Search code examples
pythondjangoelasticsearchelasticsearch-dsl

ElasticSearch Suggester full-text-search


I'm using django_elasticsearch_dsl.

My Document:

html_strip = analyzer(
    'html_strip',
    tokenizer='standard',
    filter=["lowercase", "stop", "snowball"],
    char_filter=["html_strip"]
)

class Document(django_elasticsearch_dsl.Document):
    name = TextField(
        analyzer=html_strip,
        fields={
            'raw': fields.KeywordField(),
            'suggest': fields.CompletionField(),
        }
    )
    ...

My request:

_search = Document.search().suggest("suggestions", text=query, completion={'field': 'name.suggest'}).execute()

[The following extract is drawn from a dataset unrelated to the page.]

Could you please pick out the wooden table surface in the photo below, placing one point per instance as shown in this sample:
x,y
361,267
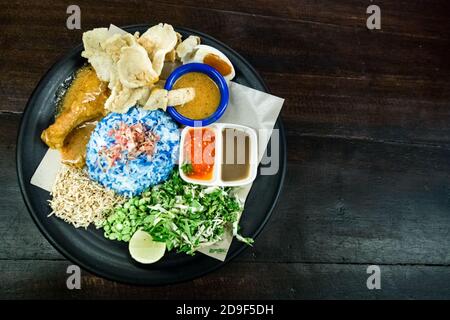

I have the following document "names" indexed:

"This is a test"
"this is my test"
"this test"
"Test this"

Now if search for This is my text if will receive only

"this is my text"

However, if I search for test, then all I get is

"Test this"

Even though I want all documents, that have test in their name.

What am I missing?


Solution

  • Based on the comment given by the user, adding another answer using ngrams

    Adding a working example with index mapping, index data, search query, and search result

    Index Mapping:

    {
      "settings": {
        "analysis": {
          "filter": {
            "ngram_filter": {
              "type": "ngram",
              "min_gram": 4,
              "max_gram": 20
            }
          },
          "analyzer": {
            "ngram_analyzer": {
              "type": "custom",
              "tokenizer": "standard",
              "filter": [
                "lowercase",
                "ngram_filter"
              ]
            }
          }
        },
        "max_ngram_diff": 50
      },
      "mappings": {
        "properties": {
          "name": {
            "type": "text",
            "analyzer": "ngram_analyzer",
            "search_analyzer": "standard"
          }
        }
      }
    }
    

    Index Data:

    {
      "name": [
        "Test this"
      ]
    }
    
    {
      "name": [
        "This is a test"
      ]
    }
    
    {
      "name": [
        "this is my test"
      ]
    }
    
    {
      "name": [
        "this test"
      ]
    }
    

    Analyze API:

    POST/_analyze
    
    {
      "analyzer" : "ngram_analyzer",
      "text" : "this is my test"
    }
    

    The following tokens are generated:

    {
      "tokens": [
        {
          "token": "this",
          "start_offset": 0,
          "end_offset": 4,
          "type": "<ALPHANUM>",
          "position": 0
        },
        {
          "token": "test",
          "start_offset": 11,
          "end_offset": 15,
          "type": "<ALPHANUM>",
          "position": 3
        }
      ]
    }
    

    Search Query:

    {
        "query": {
            "match": {
               "name": "test"
            }
        }
    }
    

    Search Result:

    "hits": [
          {
            "_index": "stof_64281341",
            "_type": "_doc",
            "_id": "4",
            "_score": 0.2876821,
            "_source": {
              "name": [
                "Test this"
              ]
            }
          },
          {
            "_index": "stof_64281341",
            "_type": "_doc",
            "_id": "3",
            "_score": 0.2876821,
            "_source": {
              "name": [
                "this is my test"
              ]
            }
          },
          {
            "_index": "stof_64281341",
            "_type": "_doc",
            "_id": "2",
            "_score": 0.2876821,
            "_source": {
              "name": [
                "This is a test"
              ]
            }
          },
          {
            "_index": "stof_64281341",
            "_type": "_doc",
            "_id": "1",
            "_score": 0.2876821,
            "_source": {
              "name": [
                "this test"
              ]
            }
          }
        ]
    

    For fuzzy search you can use the below search query:

    {
      "query": {
        "fuzzy": {
          "name": {
            "value": "tst"    <-- used tst in place of test
          }
        }
      }
    }